Tuesday, February 23, 2010

Rooting for Failure

Imagine this scenario.

You’re in a plane, taking off from Washington DC.    There’s a guy piloting the plane.  You trust him, automatically.  He’s the pilot.

That pilot and co-pilot pass out.  We don’t know why.  But a guy gets up and says “I’ll fly the plane.  You can trust me.”   And since nobody else knows how to fly the plane, they all say “Yeah!  Fly the plane!"

So, duly elected, the new pilot gets in the cockpit and starts to fly the plane.

But soon after that, we find out that that pilot plans to fly the plane, say, into a tall building in New York City.   Now if you’d all known that, you would have even settled for someone who said he’d played flight simulator to fly the plane.  But you didn’t.  The guy in the cockpit, now the pilot, the leader of the plane … has an agenda in which the plane … and those in it … are expendable.

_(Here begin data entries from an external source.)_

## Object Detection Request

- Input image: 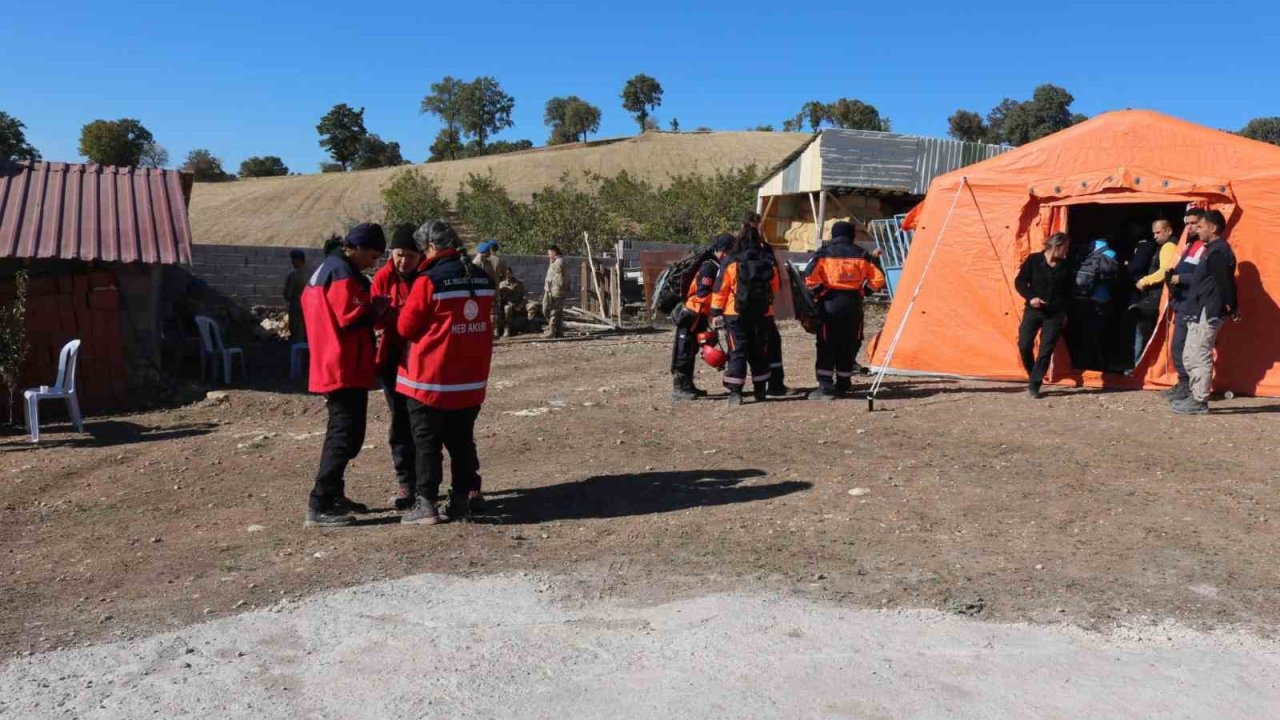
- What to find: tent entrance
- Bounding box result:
[1062,201,1186,374]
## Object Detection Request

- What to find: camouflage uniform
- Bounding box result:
[543,256,568,338]
[500,276,528,336]
[473,252,511,338]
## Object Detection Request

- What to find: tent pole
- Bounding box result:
[815,189,827,251]
[867,178,969,412]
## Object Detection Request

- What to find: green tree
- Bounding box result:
[621,74,663,133]
[827,98,890,131]
[481,139,534,155]
[420,76,467,161]
[960,85,1085,146]
[801,101,828,133]
[751,124,775,132]
[0,271,29,425]
[316,103,368,170]
[351,134,406,170]
[457,77,515,151]
[455,172,534,248]
[0,112,39,162]
[181,149,233,182]
[381,169,451,228]
[947,110,988,142]
[669,118,680,132]
[320,162,345,173]
[545,96,602,145]
[78,118,153,166]
[239,155,289,177]
[781,114,803,132]
[1240,117,1280,145]
[139,142,169,168]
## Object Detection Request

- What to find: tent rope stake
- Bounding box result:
[868,178,969,412]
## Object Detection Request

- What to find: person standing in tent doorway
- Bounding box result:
[1130,219,1180,365]
[803,221,885,400]
[711,234,780,405]
[1165,207,1207,402]
[1170,210,1238,415]
[543,245,568,338]
[740,211,790,396]
[1015,232,1073,398]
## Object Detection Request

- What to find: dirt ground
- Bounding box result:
[4,317,1280,657]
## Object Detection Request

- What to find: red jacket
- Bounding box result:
[396,249,496,409]
[302,253,379,393]
[371,262,418,371]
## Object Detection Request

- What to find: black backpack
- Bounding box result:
[651,246,714,317]
[734,249,775,316]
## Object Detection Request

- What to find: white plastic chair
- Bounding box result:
[24,339,84,443]
[195,315,247,384]
[289,342,309,380]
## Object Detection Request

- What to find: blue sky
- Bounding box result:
[5,0,1277,174]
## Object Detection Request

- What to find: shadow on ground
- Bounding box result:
[475,469,808,525]
[0,420,217,451]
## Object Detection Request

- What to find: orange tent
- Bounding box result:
[868,110,1280,397]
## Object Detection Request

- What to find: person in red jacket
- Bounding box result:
[396,220,496,525]
[302,223,389,528]
[372,224,423,509]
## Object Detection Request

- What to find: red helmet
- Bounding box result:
[696,330,719,347]
[700,343,727,370]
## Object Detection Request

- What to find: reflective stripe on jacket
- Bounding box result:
[396,249,496,410]
[301,254,379,393]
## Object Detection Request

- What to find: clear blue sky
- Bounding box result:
[5,0,1277,174]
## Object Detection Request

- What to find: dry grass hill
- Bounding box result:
[189,131,810,247]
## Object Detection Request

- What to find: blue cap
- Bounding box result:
[476,240,491,253]
[345,223,386,252]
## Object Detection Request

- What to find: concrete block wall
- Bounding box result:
[189,244,585,308]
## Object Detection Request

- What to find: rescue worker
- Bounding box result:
[804,221,886,400]
[543,244,569,338]
[371,224,423,510]
[473,240,511,338]
[740,212,789,395]
[301,223,389,528]
[672,234,734,400]
[500,273,528,336]
[1170,210,1237,414]
[283,249,309,343]
[1165,207,1206,402]
[1015,232,1073,398]
[711,235,780,405]
[397,220,496,524]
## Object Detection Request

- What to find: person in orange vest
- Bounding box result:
[371,223,423,509]
[301,223,389,528]
[711,236,780,405]
[671,233,734,400]
[396,220,496,524]
[804,221,886,400]
[740,211,790,396]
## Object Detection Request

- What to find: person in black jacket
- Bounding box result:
[1015,232,1074,398]
[1170,210,1238,414]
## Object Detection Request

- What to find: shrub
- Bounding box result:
[381,169,451,229]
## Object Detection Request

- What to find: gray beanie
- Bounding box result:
[413,219,460,249]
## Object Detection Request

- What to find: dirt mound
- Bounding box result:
[189,131,809,247]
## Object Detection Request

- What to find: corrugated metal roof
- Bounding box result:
[0,161,194,264]
[758,129,1009,197]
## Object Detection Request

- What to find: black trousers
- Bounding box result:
[1170,311,1190,382]
[723,316,771,392]
[764,317,785,385]
[379,366,416,492]
[815,293,863,392]
[1018,307,1067,386]
[309,388,369,511]
[406,399,482,501]
[670,310,706,377]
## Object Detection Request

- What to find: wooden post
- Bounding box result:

The pilot may believe that the instant the plane crashes he and perhaps some of you will be lifted up and live in a land of milk and honey with nubile virgins for all … so he’s really sincere in his plan.  And as it turns out, he was responsible for gassing the cockpit and taking the pilots out in the first place.

But not everybody on the plane believes that.  Most of them probably think he’s nuts at this point.

I’ll bet you hope he fails.

“But, but  …. If you root for the pilot to fail, you’re rooting for the plane to fail!”

No!  If this pilot succeeds, the plane fails!